How do we reason about testimony in an information-rich world?

This page contains information from the following manuscripts:

Yousif, S. R., Aboody, R., and Keil, F. C. (2019). The illusion of consensus: A failure to distinguish between ‘true’ and ‘false’ consensus. Psychological Science. picture_as_pdf

As academics, we encounter a dizzying amount of new information in many different fields of study; how could we possibly rationally interpret all of it at once? In one line of work, I reveal a subtle but crucial fallacy made when interpreting information across sources — namely, that individuals more heavily weight information that is merely repeated, as opposed to genuinely corroborated. We discuss the implications of this work in a social context of social media and disinformation, but there are also implications for our own knowledge: do we overweight the value of highly cited studies, for example, independent of that study’s replicability?

To demonstrate this, we have subjects read articles about current events (e.g., about the state of the Japanese economy, or a piece of legislation in Switzerland). There are three conditions. Across all three conditions, subjects see one article that takes a negative stance on the issue, and that article cites a single source. In our 'true consensus' condition, subjects read four more articles that take a positive stance, each of which independently cites a unique source. In our 'false consensus' condition, subjects also read four more articles that take a positive stance (containing identical information as the true consensus condition), except that all of those articles cite a single source. Finally, in our 'no consensus' baseline condition, subjects read only a single additional article that takes a positive stance, and that article cites a single, unique source. You can see a schematic of the three conditions below.

Our central question is whether observers will properly discount information that is repeated. If true, we should expect that agreement with the affirmative position in the false consensus condition is lower than in the true consensus condition (and equal to that of the no consensus condition). But, in fact, we find that people are decieved by false consensus: they exhibit a reliable boost in agreement with the affirmative opinion when they encounter the same information repeated across multiple secondary sources. You can see our results from one experiment below.

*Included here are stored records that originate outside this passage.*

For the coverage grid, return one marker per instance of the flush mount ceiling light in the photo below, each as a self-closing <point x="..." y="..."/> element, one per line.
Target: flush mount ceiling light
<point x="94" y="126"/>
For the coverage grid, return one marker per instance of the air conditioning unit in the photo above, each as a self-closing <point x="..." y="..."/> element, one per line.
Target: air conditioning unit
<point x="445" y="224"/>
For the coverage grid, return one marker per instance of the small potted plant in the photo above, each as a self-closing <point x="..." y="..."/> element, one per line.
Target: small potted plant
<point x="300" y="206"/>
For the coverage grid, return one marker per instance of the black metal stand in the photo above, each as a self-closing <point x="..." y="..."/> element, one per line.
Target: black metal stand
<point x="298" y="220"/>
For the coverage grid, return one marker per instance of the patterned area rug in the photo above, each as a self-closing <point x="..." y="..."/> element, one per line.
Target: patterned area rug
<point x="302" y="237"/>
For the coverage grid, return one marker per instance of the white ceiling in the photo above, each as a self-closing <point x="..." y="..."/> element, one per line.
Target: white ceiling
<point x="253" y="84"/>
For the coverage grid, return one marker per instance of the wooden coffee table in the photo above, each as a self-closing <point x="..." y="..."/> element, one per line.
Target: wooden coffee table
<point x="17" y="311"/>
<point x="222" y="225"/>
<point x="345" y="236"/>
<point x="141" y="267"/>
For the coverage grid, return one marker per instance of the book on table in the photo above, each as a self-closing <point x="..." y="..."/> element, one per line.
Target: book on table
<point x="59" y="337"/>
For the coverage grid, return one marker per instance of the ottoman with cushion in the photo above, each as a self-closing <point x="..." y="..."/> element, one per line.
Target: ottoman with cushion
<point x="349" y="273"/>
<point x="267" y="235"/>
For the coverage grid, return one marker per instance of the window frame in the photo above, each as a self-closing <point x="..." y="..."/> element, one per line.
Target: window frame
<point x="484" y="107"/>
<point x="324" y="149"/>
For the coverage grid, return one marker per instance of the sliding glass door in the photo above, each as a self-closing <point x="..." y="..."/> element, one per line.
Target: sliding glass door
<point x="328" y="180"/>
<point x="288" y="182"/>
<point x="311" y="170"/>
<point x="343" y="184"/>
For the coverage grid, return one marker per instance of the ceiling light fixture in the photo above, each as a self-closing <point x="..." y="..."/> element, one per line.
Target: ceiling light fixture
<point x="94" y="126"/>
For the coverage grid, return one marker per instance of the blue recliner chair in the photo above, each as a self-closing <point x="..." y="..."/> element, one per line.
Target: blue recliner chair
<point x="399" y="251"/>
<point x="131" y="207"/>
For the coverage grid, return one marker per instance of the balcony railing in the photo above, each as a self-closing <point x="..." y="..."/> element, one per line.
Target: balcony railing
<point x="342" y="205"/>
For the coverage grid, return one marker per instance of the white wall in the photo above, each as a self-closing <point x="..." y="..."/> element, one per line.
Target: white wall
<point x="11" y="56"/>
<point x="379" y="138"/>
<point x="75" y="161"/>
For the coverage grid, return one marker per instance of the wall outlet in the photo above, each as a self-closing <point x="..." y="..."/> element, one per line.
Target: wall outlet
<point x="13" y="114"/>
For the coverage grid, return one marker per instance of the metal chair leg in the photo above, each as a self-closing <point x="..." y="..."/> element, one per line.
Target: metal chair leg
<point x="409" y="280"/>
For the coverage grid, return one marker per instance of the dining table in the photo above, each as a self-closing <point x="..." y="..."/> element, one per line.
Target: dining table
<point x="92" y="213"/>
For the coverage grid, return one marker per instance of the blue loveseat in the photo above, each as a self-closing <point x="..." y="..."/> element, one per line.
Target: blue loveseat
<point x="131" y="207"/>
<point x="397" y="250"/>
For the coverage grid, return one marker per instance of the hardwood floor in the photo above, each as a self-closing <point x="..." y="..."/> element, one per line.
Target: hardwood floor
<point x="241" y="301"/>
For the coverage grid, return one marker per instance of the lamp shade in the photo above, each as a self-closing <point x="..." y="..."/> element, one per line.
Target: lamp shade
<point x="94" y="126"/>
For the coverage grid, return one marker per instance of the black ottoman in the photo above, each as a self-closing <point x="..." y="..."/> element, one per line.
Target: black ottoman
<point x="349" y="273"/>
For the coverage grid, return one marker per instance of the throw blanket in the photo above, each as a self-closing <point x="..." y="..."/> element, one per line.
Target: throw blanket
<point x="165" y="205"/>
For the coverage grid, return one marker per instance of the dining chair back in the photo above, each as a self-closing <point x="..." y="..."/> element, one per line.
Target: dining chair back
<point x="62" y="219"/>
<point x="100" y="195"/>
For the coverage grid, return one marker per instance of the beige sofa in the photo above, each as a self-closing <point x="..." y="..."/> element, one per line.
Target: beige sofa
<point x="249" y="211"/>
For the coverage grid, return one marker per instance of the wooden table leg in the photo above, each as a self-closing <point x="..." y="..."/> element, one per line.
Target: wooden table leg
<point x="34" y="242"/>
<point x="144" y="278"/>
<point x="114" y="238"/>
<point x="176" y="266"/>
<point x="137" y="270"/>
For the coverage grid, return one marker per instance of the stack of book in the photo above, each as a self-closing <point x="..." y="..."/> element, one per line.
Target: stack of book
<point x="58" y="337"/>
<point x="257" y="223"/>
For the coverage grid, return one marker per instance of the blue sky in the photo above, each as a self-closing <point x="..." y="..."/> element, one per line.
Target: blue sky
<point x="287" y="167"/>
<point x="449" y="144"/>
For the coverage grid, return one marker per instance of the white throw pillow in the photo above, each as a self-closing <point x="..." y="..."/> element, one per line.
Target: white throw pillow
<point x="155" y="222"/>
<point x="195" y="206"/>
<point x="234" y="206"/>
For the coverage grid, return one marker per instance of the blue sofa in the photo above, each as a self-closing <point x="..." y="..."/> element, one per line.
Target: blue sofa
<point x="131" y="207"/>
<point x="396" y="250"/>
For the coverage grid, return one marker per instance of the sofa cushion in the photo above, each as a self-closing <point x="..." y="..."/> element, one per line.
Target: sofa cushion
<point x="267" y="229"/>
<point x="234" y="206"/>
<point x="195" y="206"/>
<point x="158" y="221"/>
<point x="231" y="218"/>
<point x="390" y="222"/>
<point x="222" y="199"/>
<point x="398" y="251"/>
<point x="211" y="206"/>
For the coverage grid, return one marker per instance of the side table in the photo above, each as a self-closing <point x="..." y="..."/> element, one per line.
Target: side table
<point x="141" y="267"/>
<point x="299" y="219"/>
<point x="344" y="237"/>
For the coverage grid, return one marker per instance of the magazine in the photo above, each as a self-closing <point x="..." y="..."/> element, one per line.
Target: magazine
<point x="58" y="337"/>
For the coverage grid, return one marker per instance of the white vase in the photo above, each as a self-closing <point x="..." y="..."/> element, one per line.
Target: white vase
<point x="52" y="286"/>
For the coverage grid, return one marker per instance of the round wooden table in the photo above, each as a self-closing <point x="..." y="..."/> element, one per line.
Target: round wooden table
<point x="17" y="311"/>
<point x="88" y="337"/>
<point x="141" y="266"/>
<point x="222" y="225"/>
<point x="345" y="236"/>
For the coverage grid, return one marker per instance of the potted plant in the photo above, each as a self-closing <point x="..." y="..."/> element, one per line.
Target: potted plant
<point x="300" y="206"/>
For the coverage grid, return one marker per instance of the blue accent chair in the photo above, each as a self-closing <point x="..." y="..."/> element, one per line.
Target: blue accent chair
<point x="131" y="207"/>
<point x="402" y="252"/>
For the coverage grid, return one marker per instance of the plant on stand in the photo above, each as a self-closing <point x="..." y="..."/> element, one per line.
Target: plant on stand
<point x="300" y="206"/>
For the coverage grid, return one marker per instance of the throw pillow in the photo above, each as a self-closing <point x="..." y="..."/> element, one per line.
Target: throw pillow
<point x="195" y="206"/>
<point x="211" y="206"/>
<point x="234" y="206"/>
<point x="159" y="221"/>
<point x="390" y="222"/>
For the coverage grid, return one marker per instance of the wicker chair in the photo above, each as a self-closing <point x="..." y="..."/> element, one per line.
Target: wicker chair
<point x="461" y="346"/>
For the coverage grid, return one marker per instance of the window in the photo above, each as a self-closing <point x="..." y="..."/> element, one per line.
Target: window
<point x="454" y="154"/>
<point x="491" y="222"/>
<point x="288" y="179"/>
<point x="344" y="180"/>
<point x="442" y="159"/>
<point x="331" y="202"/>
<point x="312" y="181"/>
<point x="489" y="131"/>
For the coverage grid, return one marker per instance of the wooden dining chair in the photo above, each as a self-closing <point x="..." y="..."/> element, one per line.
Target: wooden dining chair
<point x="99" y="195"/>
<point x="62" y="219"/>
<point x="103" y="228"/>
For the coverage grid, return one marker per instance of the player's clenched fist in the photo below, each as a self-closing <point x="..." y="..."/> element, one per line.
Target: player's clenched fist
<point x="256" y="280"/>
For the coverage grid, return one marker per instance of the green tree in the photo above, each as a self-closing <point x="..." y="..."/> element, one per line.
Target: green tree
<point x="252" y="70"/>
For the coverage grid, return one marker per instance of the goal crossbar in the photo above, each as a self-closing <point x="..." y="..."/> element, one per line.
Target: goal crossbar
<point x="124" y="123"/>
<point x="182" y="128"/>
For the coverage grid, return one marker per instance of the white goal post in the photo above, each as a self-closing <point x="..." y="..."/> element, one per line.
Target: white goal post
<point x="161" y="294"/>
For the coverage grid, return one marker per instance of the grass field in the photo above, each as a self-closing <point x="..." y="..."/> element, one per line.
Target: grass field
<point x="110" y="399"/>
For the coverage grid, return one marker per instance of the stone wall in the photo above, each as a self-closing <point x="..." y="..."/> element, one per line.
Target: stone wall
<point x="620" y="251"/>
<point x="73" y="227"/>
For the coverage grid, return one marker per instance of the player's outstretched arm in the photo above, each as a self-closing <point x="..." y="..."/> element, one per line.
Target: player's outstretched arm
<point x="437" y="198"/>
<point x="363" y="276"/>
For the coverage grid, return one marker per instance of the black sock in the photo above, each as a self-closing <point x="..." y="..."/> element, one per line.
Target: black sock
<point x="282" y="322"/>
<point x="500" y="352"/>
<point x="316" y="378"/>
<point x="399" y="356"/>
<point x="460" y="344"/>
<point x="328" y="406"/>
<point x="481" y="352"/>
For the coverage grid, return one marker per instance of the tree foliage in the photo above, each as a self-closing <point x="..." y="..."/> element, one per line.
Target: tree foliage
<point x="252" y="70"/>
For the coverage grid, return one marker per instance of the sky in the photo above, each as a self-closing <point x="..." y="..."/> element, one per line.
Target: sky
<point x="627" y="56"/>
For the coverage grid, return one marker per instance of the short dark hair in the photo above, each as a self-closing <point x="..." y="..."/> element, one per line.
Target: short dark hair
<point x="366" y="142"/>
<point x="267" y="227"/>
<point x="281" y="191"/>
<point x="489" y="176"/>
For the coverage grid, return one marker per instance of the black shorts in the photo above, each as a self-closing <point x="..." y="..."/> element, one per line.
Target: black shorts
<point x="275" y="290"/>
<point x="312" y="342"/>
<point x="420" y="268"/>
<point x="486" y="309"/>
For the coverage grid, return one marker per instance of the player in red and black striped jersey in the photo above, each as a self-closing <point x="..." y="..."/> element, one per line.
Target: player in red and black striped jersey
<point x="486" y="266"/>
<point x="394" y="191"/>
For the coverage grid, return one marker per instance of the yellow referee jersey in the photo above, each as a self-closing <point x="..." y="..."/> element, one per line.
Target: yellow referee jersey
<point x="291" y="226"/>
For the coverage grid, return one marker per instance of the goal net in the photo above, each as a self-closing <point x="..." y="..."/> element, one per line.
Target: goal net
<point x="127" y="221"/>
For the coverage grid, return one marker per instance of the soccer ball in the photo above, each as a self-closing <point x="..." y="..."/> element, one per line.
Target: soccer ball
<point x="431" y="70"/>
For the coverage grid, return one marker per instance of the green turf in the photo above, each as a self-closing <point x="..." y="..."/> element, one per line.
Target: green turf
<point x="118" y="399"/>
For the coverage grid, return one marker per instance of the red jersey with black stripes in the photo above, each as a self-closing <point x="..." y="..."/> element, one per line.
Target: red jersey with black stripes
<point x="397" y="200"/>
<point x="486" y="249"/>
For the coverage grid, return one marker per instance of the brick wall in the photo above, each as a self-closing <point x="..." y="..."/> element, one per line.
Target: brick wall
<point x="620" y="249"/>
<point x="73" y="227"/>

(Hover to see the full distributions)

As you can see, observers greatly overweight the value of a false consensus. Importantly, we show that this cannot be explained by either (a) a failure to remember the source information, and (b) an explicit belief that false consensus is valuable (subjects still exhibit this effect even after explicitly stating that true consensus was superior to false consensus).

However, people do not always fall prey to this illusion of consensus: they are sensitive to some contexts when they should not value repeated information. For example, we ran an experiment where subjects were exposed to the same kind of design as above. However, the articles were not about current events, but about a bear sighting at a local high school. Here, what varied is how many unique people claimed to have seen the bear. And in this case, people rationally discounted false consensus (see results below). This suggests that people are still rationally interpreting the information they receive, and the 'illusion' of consensus therefore only applies to certain kinds of knowledge.